We cannot rely on business.  Most businesses are larger multi-nationals.  Being multi-national they are more like small countries and less beholding to their country of origin especially in the case of US companies.  In their ever striving for more sales and profits, they have moved manufacturing hither and yon.  They are out to grow their companies and create wealth for their shareholders and their senior management teams.   This will take precedence over anything remotely altruistic like creating jobs and bolstering the US economy.  The notion of what is good for business is good for the country may be less true than ever.
I freely admit that macro-economics drive this behavior and that companies would not survive if they did not behave as they have in the past twenty years.  I freely admit that I sometimes scare myself with my socialist sounding rhetoric.  Truly, I do not feel socialist but rather am very interested in finding ways to create an environment that is indeed good for the country and good for business.  I just do not see nor hear anything remotely like that coming from Washington and it really ticks me off.

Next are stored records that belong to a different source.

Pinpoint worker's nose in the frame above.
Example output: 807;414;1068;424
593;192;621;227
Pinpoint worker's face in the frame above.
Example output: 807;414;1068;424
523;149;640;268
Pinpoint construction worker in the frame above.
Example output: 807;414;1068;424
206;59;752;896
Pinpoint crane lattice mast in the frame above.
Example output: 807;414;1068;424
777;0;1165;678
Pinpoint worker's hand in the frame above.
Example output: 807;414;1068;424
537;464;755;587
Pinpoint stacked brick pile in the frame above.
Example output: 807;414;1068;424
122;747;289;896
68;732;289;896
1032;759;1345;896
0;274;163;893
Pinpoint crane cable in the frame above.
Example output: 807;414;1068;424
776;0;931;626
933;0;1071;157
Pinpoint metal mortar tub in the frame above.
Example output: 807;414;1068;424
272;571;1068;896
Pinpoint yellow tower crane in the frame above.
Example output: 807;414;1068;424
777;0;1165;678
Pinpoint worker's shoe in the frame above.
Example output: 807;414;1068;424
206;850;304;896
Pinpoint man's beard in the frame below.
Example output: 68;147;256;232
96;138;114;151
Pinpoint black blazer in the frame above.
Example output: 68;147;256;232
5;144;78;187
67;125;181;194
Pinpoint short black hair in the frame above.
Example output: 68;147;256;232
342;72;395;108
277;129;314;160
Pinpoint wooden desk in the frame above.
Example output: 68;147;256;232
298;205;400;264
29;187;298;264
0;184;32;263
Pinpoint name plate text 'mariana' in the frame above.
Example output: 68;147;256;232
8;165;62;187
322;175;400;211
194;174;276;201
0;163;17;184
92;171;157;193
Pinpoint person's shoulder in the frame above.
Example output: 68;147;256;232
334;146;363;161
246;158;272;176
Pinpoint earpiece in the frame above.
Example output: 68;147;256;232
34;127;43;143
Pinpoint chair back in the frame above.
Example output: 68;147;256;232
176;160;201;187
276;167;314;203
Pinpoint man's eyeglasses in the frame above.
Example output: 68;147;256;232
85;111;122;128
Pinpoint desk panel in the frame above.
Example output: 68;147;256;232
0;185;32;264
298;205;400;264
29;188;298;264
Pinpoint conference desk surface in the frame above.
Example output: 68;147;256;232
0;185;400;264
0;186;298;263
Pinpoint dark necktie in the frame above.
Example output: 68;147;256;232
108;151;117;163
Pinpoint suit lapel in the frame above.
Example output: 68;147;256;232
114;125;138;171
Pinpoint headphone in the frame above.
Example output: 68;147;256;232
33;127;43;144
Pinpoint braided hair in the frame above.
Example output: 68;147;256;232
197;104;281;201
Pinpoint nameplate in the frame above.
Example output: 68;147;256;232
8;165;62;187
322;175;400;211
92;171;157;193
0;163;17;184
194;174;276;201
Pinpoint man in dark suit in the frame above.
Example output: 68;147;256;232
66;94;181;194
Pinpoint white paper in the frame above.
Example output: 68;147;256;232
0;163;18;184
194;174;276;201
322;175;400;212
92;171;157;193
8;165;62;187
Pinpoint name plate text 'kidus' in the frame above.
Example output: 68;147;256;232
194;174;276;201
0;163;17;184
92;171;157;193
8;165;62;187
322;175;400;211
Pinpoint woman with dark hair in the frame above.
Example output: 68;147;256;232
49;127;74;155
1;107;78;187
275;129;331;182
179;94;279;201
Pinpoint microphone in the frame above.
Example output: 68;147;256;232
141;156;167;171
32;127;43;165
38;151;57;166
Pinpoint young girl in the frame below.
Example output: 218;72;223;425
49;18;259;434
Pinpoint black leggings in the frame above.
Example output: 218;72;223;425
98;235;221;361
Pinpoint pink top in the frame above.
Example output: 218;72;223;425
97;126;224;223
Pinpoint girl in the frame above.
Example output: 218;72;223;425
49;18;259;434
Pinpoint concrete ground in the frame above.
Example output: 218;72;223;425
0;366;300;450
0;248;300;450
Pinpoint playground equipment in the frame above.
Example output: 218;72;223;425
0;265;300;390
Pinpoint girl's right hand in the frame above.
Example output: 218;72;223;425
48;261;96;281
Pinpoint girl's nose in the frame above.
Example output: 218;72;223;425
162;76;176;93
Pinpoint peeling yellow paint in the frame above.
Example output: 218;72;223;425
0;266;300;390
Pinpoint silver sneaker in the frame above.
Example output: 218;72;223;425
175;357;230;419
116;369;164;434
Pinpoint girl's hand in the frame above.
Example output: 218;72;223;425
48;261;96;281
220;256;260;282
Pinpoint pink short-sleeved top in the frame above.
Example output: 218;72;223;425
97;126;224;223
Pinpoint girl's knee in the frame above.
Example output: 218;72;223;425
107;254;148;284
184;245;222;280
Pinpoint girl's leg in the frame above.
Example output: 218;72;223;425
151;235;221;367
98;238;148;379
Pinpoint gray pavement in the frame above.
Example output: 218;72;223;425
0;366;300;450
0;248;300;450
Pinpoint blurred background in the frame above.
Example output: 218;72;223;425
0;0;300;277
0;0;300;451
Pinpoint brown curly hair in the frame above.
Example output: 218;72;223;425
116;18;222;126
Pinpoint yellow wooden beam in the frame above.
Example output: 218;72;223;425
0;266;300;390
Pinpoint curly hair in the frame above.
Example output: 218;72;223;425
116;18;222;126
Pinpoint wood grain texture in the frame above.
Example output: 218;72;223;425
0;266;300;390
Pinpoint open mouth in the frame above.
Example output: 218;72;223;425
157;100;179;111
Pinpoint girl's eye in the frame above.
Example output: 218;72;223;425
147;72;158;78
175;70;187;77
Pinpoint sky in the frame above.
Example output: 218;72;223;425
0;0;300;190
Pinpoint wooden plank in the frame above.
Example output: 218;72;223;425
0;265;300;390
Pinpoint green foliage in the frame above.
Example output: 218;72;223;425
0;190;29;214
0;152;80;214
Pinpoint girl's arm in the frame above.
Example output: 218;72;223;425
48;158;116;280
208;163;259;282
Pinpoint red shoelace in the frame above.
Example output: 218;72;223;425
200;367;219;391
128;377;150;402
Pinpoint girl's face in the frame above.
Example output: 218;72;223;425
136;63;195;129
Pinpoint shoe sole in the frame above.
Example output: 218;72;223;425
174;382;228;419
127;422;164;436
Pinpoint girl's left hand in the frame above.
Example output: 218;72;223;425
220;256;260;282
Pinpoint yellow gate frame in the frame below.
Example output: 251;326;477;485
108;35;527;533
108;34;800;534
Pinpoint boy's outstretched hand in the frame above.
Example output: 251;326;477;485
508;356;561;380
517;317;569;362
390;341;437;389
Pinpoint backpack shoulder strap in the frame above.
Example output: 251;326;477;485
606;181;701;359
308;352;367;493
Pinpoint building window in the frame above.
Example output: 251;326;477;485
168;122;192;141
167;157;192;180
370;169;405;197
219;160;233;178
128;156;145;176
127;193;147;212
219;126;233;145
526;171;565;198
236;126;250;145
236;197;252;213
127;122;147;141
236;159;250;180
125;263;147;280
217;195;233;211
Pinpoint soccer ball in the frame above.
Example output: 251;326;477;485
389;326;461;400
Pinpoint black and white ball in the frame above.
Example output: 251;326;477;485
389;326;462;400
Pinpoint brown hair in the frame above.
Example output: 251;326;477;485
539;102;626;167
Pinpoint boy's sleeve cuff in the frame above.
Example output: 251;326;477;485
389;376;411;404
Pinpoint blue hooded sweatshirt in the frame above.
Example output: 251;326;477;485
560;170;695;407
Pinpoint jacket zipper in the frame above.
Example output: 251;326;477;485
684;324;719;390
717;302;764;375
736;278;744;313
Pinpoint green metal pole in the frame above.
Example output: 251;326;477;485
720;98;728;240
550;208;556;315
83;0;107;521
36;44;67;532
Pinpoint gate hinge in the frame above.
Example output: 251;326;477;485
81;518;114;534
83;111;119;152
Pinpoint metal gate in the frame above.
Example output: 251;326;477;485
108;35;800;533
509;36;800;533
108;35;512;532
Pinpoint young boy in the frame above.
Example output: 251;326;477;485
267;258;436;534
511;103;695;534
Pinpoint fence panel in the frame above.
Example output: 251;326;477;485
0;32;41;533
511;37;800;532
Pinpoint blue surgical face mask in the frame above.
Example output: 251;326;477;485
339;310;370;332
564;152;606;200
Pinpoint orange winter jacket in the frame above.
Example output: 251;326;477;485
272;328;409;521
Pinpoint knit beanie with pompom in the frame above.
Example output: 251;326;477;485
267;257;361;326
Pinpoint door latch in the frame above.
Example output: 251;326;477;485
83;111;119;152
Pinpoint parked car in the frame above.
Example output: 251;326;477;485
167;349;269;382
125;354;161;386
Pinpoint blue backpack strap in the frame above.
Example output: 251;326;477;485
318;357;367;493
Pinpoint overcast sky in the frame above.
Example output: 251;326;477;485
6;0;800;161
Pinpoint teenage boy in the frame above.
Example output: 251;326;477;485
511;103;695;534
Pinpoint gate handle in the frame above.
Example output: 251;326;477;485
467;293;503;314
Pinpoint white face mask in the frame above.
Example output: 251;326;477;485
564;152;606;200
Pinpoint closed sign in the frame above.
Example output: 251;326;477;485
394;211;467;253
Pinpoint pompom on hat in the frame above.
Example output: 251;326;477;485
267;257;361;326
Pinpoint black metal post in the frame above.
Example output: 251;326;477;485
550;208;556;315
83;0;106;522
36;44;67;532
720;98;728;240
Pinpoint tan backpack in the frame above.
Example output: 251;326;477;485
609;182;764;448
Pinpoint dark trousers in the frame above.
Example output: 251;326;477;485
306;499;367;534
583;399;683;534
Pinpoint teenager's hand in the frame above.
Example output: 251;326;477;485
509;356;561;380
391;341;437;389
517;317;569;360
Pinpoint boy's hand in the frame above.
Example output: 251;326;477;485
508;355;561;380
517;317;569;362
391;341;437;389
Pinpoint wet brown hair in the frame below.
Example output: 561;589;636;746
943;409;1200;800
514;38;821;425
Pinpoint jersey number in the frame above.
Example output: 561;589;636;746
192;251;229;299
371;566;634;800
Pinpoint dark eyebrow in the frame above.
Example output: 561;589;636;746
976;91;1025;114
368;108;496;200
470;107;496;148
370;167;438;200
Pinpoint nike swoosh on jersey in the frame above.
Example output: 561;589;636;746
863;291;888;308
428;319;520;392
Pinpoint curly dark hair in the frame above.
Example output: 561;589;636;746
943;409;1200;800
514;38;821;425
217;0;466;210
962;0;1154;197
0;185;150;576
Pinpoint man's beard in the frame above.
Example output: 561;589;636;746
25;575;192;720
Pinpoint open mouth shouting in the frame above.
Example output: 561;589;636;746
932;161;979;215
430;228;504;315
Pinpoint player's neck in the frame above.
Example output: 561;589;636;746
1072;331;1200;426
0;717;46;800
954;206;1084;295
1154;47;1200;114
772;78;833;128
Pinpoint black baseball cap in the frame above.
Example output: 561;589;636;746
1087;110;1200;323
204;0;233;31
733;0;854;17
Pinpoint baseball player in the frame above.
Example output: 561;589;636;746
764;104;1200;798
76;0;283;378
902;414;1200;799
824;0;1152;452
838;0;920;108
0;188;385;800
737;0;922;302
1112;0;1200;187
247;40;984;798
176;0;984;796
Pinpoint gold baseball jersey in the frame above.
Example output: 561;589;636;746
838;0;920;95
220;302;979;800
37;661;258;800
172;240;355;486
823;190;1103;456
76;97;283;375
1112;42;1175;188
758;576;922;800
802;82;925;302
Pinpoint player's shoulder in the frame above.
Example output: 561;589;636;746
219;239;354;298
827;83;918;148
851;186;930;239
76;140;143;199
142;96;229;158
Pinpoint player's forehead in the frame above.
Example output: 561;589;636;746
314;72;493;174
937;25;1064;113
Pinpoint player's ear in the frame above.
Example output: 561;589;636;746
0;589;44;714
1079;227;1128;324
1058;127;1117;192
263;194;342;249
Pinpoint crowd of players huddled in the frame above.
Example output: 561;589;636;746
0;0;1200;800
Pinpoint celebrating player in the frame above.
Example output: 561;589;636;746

Europe is no better than the US.  They might even be in worse shape with Greece, Portugal, and now Italy showing major cracks in their economies.  People there want all of the benefits they enjoy but do not want to do what is required to pay the bills for the services and benefits. It is a tough situation.  Part of the reason, I believe our economy coming out of the recession will be like the European countries is because they have probably more service and less manufacturing for longer than we have.  I read an interesting fact in the July 18th New Yorker.  It seems that in Greece, not paying ones fair share of taxes is a national pastime.  It made me think of the Armenians in California.  They operate on a cash is king basis because they do not charge and pay sales tax.  Yet, both in Greece and California people want and express the high level of civil services they are used to, they just do not want to pay for them.  
A sobering reckoning is probably overdue.  This freaks me out a little.